We’ve therefore stayed with putting approvers in CO:admins and asking them not to change the configuration.

We would like to whitelist anyone who can authenticate via specific US institutions or can verify an email address at one of those institutions so that they don’t need to be explicitly approved, but we have so far not been able to find a good way to implement this in COmanage.

Group management#

We had two primary options for managing groups via COmanage: using COmanage Registry groups, or using Grouper. In both cases, there are limitations on how much we can customize the UI without a lot of development.
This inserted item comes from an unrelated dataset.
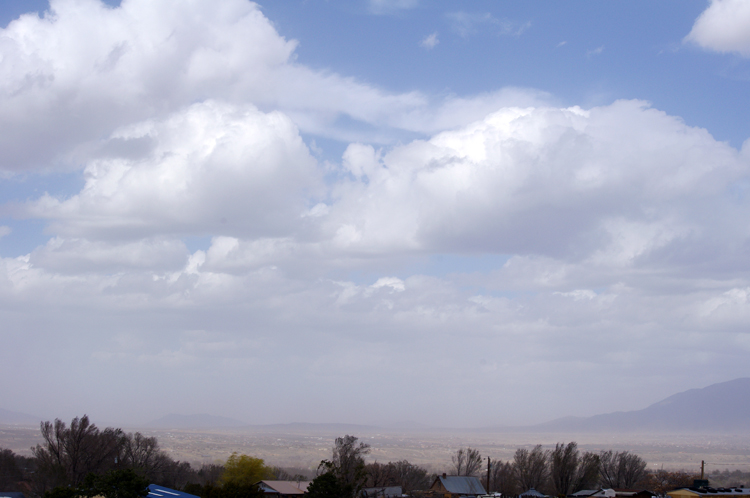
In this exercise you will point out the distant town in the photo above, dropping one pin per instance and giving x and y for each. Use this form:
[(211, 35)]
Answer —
[(78, 459)]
Quota calculation is not directly supported with either system and in either case would need custom development (either via a plugin or via a service that used the group API). Recording quota information for groups locally and using the group API (or LDAP) to synchronize the list of groups with the canonical list looks like the easiest path.

COmanage Registry groups#

(This is the option that we chose.)

Advantages:

  1. Uses the same UI as the onboarding and identity management process

  2. Possible (albeit complex) to automatically generate GIDs using voPosixGroup (see voPosixGroup)

Disadvantages:

  1. No support for nested groups

  2. Groups cannot own other groups

  3. No support for set math between groups

  4. No generic metadata support, so group quotas would need to be maintained separately (presumably by a Rubin-developed service)

  5. There currently is a rendering bug that causes each person to show up three times when editing the group membership, but this will be fixed in the 4.0.0 release due in the second quarter of 2021

Grouper#

Advantages:

  1. Full support for nested groups

  2. Groups can own other groups

  3. Specializes in set math between groups if we want to do complex authorization calculations

  4. Arbitrary metadata can be added to groups via the API, so we could use Grouper as our data store rather than a local database

Disadvantages:

  1. More complex setup and data flow

  2. Users have to interact with two UIs, the COmanage one for identities and the Grouper UI for group management

  3. No support for automatic GID generation

Grouper supports a REST API. However, it appears to be very complex and documented primarily as a Java API. We were unable to locate a traditional REST API description for it. The API looks to be fully functional but it makes a number of unusual choices, such as T and F strings instead of proper booleans.

Using the API appears to require a lot of reverse engineering from example traces. See, for instance, the example of assigning an attribute value to a group.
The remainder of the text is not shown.